AP Priti Patel

LONDRES — Dans une nouvelle controverse touchant le gouvernement britannique déjà affaibli, la ministre du Développement international a dû remettre sa démission, mercredi, en raison de rencontres secrètes avec des politiciens israéliens, dont le premier ministre Benyamin Nétanyahou.

Priti Patel a remis sa démission tout juste après avoir été rappelée d’urgence au milieu d’un voyage en Afrique de l’Est et convoquée au 10, Downing Street par la première ministre Theresa May.

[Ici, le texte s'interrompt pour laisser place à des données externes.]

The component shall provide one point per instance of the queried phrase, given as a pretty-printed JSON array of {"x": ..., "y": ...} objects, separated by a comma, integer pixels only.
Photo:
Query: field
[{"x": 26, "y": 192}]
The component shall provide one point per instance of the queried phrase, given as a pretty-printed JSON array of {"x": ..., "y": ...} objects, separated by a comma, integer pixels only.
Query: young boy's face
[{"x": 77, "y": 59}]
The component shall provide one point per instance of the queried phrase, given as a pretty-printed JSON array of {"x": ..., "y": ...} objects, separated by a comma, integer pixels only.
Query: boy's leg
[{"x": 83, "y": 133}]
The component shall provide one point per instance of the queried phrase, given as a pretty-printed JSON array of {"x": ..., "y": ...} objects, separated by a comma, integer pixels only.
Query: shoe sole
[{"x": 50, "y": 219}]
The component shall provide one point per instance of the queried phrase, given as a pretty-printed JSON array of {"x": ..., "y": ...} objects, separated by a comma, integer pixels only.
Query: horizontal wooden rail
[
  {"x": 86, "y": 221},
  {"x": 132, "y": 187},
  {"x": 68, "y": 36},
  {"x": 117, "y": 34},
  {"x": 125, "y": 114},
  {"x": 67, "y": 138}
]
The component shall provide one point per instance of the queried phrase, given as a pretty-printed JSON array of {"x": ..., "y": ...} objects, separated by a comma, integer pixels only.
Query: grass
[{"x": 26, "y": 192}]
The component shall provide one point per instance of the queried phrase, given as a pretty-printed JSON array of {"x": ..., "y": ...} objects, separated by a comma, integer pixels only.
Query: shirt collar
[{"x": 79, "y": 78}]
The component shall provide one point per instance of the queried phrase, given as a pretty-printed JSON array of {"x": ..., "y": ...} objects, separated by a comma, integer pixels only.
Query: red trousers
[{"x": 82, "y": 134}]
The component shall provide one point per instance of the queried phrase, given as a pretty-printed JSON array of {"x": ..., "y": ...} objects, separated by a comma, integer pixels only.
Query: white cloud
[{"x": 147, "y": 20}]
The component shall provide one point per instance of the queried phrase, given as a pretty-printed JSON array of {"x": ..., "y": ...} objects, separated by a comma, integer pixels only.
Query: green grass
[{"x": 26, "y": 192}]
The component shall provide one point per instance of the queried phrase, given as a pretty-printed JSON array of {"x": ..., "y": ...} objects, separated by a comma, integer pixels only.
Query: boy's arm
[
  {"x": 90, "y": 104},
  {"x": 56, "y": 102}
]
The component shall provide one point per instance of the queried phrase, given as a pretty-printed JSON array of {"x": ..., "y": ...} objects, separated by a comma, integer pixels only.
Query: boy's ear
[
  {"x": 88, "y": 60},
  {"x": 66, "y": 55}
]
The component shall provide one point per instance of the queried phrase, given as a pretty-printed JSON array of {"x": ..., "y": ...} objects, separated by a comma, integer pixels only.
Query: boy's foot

Si elle n’avait pas remis sa démission, elle aurait fort probablement été congédiée.

Piri Patel devient la deuxième ministre à quitter son poste en une semaine au sein de ce gouvernement qui doit gérer des crises sur plusieurs fronts, dont un déchirement au sujet du Brexit et des allégations d’inconduites sexuelles impliquant des politiciens.

La ministre Patel était sur la sellette depuis la semaine dernière, lorsqu’il a été révélé qu’elle avait participé à douze rencontres avec des groupes et des représentants du gouvernement israélien, dont Benyamin Nétanyahou, lors de ses vacances en Israël en août dernier. Elle n’en aurait jamais parlé à la première ministre ni à ses collègues.

Piri Patel a d’abord offert ses excuses, mais lorsque des détails concernant deux autres rencontres ont fait surface, Theresa May est passée à l’action.

Dans sa lettre de démission, Piri Patel soutient que son comportement était «sous les standards auxquels on s’attend d’une secrétaire d’État».

La ministre démissionnaire avait expliqué plus tôt que les rencontres tenues en Israël — organisées par le président honoraire du groupe «Conservative friends of Israel» — résultaient de «son enthousiasme de s’impliquer». Les critiques l’accusent toutefois d’avoir contrevenu au code de conduite des ministres et d’avoir commis une grave erreur diplomatique dans une région très sensible politiquement.

Le journal israélien Haaretz a rapporté mercredi que Mme Patel avait visité un hôpital militaire dans le plateau du Golan, alors que le gouvernement britannique considère qu’Israël occupe illégalement ce territoire conquis de la Syrie depuis 1967.

Elle aurait ensuite offert des versions contradictoires sur le fait d’avoir informé ou non le ministre des Affaires étrangères Boris Johnson.